The image processing device may further have an output part that reads image data stored in the buffer memory to output it to an output device, and, when switching a front image and a rear image for a double face printing by page to output them to the output device, the transfer part has a part that switches for each page a reading order of the intermediate code image data from the storage part, and the output part has a part that switches a reading direction in unit of page when reading the image data stored in the buffer memory to output it to the output device.

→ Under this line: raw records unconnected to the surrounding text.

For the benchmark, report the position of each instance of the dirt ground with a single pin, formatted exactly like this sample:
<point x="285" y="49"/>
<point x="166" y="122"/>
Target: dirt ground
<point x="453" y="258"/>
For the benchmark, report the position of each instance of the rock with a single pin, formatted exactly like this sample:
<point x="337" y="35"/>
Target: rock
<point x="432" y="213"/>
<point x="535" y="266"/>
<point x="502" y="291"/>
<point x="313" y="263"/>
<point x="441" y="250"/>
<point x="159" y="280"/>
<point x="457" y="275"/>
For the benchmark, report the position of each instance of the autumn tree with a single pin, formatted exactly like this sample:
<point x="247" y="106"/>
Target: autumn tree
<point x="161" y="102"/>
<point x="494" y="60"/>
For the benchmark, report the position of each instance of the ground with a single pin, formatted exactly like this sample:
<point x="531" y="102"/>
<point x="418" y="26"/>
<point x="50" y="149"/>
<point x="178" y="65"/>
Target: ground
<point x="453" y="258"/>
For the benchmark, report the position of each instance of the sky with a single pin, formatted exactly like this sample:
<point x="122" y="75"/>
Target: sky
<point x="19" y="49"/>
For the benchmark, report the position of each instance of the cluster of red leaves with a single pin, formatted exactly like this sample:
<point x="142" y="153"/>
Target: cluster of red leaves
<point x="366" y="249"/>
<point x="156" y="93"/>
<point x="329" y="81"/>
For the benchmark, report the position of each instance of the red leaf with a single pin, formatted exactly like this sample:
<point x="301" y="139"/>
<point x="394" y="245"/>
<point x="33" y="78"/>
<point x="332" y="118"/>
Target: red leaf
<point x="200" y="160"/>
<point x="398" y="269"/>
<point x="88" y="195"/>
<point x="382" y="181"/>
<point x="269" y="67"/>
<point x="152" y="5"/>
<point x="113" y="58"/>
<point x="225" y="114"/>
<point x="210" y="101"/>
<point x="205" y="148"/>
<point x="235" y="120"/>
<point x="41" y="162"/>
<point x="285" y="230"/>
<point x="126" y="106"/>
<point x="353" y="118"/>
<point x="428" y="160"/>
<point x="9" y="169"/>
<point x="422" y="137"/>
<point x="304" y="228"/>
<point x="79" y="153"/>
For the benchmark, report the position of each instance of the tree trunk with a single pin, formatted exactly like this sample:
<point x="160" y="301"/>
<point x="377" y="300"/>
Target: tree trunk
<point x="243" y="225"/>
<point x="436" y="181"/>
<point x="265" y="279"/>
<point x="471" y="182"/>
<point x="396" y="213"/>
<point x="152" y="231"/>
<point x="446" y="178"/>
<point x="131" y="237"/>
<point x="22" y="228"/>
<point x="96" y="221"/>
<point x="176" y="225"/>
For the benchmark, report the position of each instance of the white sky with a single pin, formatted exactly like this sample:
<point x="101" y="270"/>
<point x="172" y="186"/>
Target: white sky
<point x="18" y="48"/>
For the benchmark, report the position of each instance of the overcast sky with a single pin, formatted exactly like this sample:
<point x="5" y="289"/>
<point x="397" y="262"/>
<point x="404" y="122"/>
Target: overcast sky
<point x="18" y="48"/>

The image processing method of the present invention includes a generation step that interprets contents of code image data and generates multiple pieces of intermediate code image data for respective bands formed by dividing a page, a storage step that stores the multiple pieces of the intermediate code image data generated by the generation step in a storage part, a relation step that relates each of storage locations of multiple pieces of the intermediate code image data in the storage part in specific orders, a transfer step that refers to the storage locations related by the relation step, reads the multiple pieces of intermediate code image data sequentially from the storage part, and transfers them, and a plotting step that receives the multiple pieces of the intermediate code image data, interprets their contents to execute plotting of images, and stores the image data of the plotted images in a buffer memory.
The recording medium of the present invention records a program to execute the image processing method.
In the image processing device, the image processing method, or the recording medium as such, the management information used for management of the intermediate code image data holding block is rewritten into the descriptor being the transfer control information which is supplied to the DMA controller, whereby the chained DMA transfer system can be achieved, and the intermediate code image data can efficiently be transferred to the hardware rendering mechanism.
Further, the intermediate code image data indicating the band partition and the page partition is newly defined to the intermediate code image data transferred to the hardware rendering mechanism in unit of band or in unit of page, and this intermediate code image data is interpreted by the hardware rendering mechanism, whereby the rendering processing becomes possible in unit of band and in unit of page. And, the Duplex (processing to rotate the image by 180xc2x0, which is required for the rear face printing in the double face printing) is facilitated by inverting the order of linking the intermediate code image data holding blocks.